A difficult and vexing problem
The question goes to the heart of the problem a person buying food has to face. It is a difficult and vexing problem for a nutritionist, because the question is bound to crop up if not everyday, certainly on many occasions. It also goes beyond vegetables and fruits and encompasses the whole food market. Therefore, it is best to tread carefully, first to ensure that there is no misunderstanding, and second to safeguard against stepping on protruding toes, directly connected to some very powerful lungs and vocal chords.
Generally vegetables under appropriate conditions of temperature and humidity can be kept looking fresh for 2-3 weeks. But that does not mean they are fresh. They just look the part. And this applies only to non-genetically modified vegetables. Therefore, buying in a supermarket where vegetable foods are kept in cold storage, necessarily means giving up your right to know how fresh the food is. If you buy vegetables in greengrocer shops or street markets, you may have a better chance to assess quality by closely examining for crispness to the touch, color to the eye, and on occasion smell.
Fruits can generally be kept longer than vegetables, but not in every case. Some fruit ripens gradually long after it has been cut, like bananas for example. Apples and oranges can be kept looking fresh for months through appropriate refrigeration. And there are clearly no objective tests of quality readily available to the buyer. What do you do in this case, in order to ensure quality?
Plant foods in season
There is only one solution, unfortunately. And that is buying vegetables and fruits only in season. Then you may be fairly certain that what you buy is reasonably fresh if it looks the part.
While on the subject, one may also discuss other foods, namely fish and meat. Fresh whole fish may be examined in three ways. The eye must look lively, not dull. The gills must be deep red, but not brownish red. And the flesh must quickly spring back when pressed by the finger. Fillets of fish are more difficult to assess, and here your nose may be of some help.

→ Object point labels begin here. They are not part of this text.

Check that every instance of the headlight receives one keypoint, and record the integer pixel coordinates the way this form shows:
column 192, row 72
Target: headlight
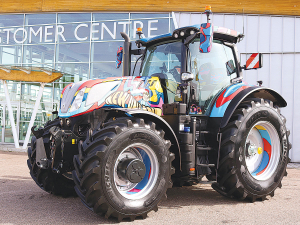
column 78, row 100
column 187, row 76
column 100, row 91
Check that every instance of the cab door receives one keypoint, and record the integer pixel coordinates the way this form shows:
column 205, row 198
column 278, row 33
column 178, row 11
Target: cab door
column 210, row 73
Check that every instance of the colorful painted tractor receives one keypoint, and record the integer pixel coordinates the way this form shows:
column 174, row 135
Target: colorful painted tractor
column 123, row 141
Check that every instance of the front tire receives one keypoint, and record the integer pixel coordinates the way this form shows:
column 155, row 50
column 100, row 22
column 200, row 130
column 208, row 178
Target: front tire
column 254, row 152
column 124, row 169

Since you often have to buy fish and meat frozen, however, the main problem is to know that the items you buy have not been defrosted and refrozen. For here there are serious risks of poisoning, not from micro-organisms that sneaked in from outside since such foods are usually sealed in plastic wrappers, but from the micro-organisms of the food itself and the toxins released upon decay.
Without a trace
Some years ago a movement started to oblige food producers to include in sealed packages of frozen food, small letters or other distinctive signs made out of ice. The rationale was that if the food was defrosted and refrozen, these letters or signs shown also on the wrappers to alert consumers, would necessarily disappear. Thus the customer was bound to know that the food had been defrosted. It is a simple, intelligent and certainly inexpensive way of ensuring the quality of frozen foods reaching the consumer. The movement fizzled out without a trace. I don’t know what happened. Do you per chance?